The National Low Income Housing Coalition, which opposes  the MID, surveyed 1000 consumers in August but didn’t release the results until October, when it would have more impact on the MID debate.  About 56 percent of respondents said they support replacing the current mortgage interest tax deduction with an alternative that offers the same percentage deduction to all homeowners without taking income into account. The survey found that 63 percent believe tax deductions should only apply to those whose mortgages are $500,000 or less. This idea was set forth by the National Low Income Housing Coalition. In the same survey, 69 percent of respondents said the federal government should offer programs to support affordable rental housing.

A much more current survey by the American Institute of Architects, a supporter of the deduction, found that nearly 70 percent of voters oppose repealing the mortgage interest tax deduction to cut the federal deficit.
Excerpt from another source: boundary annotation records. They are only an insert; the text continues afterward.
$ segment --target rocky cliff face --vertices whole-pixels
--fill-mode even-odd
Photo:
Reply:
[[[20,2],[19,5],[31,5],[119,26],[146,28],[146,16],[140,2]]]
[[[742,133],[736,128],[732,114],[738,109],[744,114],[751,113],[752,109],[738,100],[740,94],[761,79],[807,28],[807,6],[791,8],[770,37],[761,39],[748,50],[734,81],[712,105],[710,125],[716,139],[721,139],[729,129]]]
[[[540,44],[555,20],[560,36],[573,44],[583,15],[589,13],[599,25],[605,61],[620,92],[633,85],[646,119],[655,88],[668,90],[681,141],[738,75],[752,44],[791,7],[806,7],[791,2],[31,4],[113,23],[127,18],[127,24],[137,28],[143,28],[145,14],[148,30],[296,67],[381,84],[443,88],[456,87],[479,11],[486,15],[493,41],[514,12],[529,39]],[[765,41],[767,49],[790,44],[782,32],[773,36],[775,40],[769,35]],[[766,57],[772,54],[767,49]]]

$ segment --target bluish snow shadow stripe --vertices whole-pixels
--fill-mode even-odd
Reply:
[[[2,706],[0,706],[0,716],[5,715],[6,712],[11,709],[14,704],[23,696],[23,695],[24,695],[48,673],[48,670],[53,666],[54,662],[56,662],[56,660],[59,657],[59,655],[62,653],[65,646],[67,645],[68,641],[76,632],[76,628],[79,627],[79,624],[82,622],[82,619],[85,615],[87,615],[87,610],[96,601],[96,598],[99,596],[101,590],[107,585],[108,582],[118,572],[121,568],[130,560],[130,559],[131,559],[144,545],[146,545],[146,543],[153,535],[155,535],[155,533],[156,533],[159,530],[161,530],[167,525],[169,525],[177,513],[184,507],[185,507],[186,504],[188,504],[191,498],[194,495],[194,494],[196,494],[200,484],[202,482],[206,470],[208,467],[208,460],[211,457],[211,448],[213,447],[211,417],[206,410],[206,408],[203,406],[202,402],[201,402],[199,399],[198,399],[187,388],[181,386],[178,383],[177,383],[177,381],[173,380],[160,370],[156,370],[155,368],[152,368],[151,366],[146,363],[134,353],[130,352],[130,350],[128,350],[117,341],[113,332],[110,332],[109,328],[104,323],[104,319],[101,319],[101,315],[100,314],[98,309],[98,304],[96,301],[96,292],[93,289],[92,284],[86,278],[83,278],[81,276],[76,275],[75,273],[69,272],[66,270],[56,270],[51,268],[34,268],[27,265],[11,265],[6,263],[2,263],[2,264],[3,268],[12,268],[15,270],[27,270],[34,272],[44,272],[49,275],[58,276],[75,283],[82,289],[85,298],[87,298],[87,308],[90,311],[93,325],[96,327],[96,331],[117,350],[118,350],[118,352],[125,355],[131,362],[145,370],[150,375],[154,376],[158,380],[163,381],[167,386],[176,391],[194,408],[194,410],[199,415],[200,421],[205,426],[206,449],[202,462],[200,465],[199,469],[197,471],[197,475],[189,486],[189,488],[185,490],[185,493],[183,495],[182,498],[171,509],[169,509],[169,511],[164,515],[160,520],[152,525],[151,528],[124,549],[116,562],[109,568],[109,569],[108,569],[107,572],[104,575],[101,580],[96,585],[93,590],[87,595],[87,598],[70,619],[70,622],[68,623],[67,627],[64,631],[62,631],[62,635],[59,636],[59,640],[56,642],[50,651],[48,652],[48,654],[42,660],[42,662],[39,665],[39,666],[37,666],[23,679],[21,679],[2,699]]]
In addition, 71 percent of voters favor extending the tax incentive for making houses and commercial buildings more energy efficient.

The AIA survey, which was conducted Oct. 2 through 4, also found that 64 percent of voters believe the government should invest in energy efficiency if such an investment would result in lower utility bills over the next ten years. Seventy percent of voters surveyed would like to see federal income tax laws changed to allow homeowners to deduct losses when they sell a home for less than they paid for it.

Perhaps the least partisan and most accurate tracking of public sentiment on the issues has been conducted by the Pew Research Center.

In a Pew Center poll released October 12, the public was split over limiting tax deductions for mortgage interest as a way to reduce the national debt: 47 percent approve and 44 percent disapprove of this proposal—a virtual tie since the difference falls within the survey’s margin of error. The results follow a Pew Research Center poll last year, which found that 49 percent of Americans favored reducing the deduction compared with 43 percent who preferred no change.  Taken together,  the two poll make a good case that public support is waning as public concern over the deficit grew during the campaign and now that it is over, the fiscal cliff looms nearer every day. 

Will any of these surveys make a dent on the outcome?  Probably not, but when the time comes for Congress to approve a compromise, members won't have to go far to find welcome cover in a survey, whichever way they vote.